Results
We compared Sensible Agent to a conventional, voice-controlled AR assistant baseline. We measured cognitive load using the NASA Task Load Index (NASA-TLX), overall usability with the System Usability Scale (SUS), user preference on a 7-point Likert scale, and total interaction time.
The most significant finding was the reduction in cognitive workload. The NASA-TLX data showed that on a 100-point scale for mental demand, the average score for Sensible Agent was 21.1, compared to 65.0 for the baseline with a statistically significant difference (𝑝 < .001). We saw a similar significant reduction in perceived effort (𝑝 = .0039), which suggests that the proactive system successfully offloaded the mental work of forming a query.
Regarding usability, both systems performed well, with no statistically significant difference between their SUS scores (𝑝 = .11). However, participants expressed a strong and statistically significant preference for Sensible Agent (𝑝 = .0074). On a 7-point scale, the average preference rating was 6.0 for Sensible Agent, compared to 3.8 for the baseline.
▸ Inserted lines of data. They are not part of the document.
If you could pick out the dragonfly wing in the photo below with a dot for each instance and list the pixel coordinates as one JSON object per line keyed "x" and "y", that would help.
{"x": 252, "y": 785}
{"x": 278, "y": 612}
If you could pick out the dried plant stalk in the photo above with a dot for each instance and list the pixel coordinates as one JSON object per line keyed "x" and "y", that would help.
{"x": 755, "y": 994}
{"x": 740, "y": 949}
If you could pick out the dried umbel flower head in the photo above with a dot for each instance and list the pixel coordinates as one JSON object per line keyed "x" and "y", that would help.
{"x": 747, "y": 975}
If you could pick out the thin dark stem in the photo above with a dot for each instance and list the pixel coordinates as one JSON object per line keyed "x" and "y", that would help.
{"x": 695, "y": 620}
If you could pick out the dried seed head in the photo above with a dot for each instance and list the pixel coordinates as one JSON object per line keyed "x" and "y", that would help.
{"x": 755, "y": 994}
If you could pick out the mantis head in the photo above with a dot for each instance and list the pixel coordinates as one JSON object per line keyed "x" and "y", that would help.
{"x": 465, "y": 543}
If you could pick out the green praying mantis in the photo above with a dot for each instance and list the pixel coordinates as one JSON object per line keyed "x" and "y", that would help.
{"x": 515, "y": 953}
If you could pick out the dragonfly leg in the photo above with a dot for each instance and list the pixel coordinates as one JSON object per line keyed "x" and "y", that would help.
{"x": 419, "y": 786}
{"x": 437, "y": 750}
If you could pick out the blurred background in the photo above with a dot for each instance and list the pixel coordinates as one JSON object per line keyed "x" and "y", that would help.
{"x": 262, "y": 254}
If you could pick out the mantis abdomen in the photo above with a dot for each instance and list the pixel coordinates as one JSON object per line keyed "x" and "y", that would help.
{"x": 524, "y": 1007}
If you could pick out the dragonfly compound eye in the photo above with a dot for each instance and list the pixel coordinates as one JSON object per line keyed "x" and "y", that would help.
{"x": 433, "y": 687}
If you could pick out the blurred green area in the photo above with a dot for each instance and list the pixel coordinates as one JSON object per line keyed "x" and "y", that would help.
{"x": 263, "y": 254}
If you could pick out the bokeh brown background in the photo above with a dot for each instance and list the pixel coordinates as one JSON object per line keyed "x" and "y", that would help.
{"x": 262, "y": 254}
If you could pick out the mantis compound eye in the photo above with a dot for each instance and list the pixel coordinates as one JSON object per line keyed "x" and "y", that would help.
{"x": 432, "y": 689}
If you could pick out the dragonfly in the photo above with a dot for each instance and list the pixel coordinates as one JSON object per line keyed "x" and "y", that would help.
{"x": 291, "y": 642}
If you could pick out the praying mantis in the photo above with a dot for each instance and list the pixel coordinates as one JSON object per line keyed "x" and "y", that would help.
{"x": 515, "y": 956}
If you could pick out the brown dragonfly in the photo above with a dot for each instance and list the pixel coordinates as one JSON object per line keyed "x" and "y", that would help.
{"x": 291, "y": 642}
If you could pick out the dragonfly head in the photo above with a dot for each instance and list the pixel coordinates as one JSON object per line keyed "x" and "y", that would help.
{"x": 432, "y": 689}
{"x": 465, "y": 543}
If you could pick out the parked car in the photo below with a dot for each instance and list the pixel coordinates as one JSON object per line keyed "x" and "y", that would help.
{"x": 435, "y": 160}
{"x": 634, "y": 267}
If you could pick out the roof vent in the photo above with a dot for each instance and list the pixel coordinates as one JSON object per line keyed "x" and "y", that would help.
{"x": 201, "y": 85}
For the interaction time, logged from the moment a prompt was triggered to the final system response to the user’s input, the baseline was faster (μ = 16.4s) compared to Sensible Agent (μ = 28.5s). This difference is an expected trade-off of the system’s two-step interaction flow, where the agent first proposes an action and the user then confirms it. The strong user preference for Sensible Agent suggests this trade-off was acceptable, particularly in social contexts where discretion and minimal user effort were important.